In the potential clinical setting of an infected non-healing wound, after light irradiation, PpIX would generate singlet oxygen in the treatment area, which would be consumed by pathogenic bacteria, and also by some of the cells present in the wound bed (i.e., keratinocytes, fibroblasts, macrophages, etc.). However, the latter would easily regenerate, but thanks to aPDT, this would take place under physiological conditions in a bacteria-free environment due to the removal of the prokaryotic cells.

4. Conclusions

Single-emulsion-solvent evaporation allows the successful encapsulation of protoporphyrin IX within PLGA nanoparticles. The protective character, extended release, and increased aqueous solubility of the loaded cargo highlights the benefits of polymer nanoencapsulation of photobleachable photosensitizers. Protoporphyrin-IX-loaded PLGA nanoparticles showed the absence of cytotoxicity on fibroblasts at the highest concentrations tested. They showed high aqueous solubility, photostability, and preserved antimicrobial action upon light irradiation compared to equivalent doses of the free photosensitizer.

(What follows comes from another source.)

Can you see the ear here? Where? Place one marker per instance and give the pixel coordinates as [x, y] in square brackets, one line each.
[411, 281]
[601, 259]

An initial PpIX burst release from the polymeric nanoparticles might be beneficial to allow a rapid diffusion in the bacterial environment and allow an efficient pathogen photoinactivation, whereas its sustained release could contribute to preventing further recolonization. The proposed PpIX-loaded NPs can overcome the current limitations of light-sensitive hydrophobic photosensitizers also having reduced cytotoxicity against eukaryotic cells, which support their feasibility to be used in biomedical applications.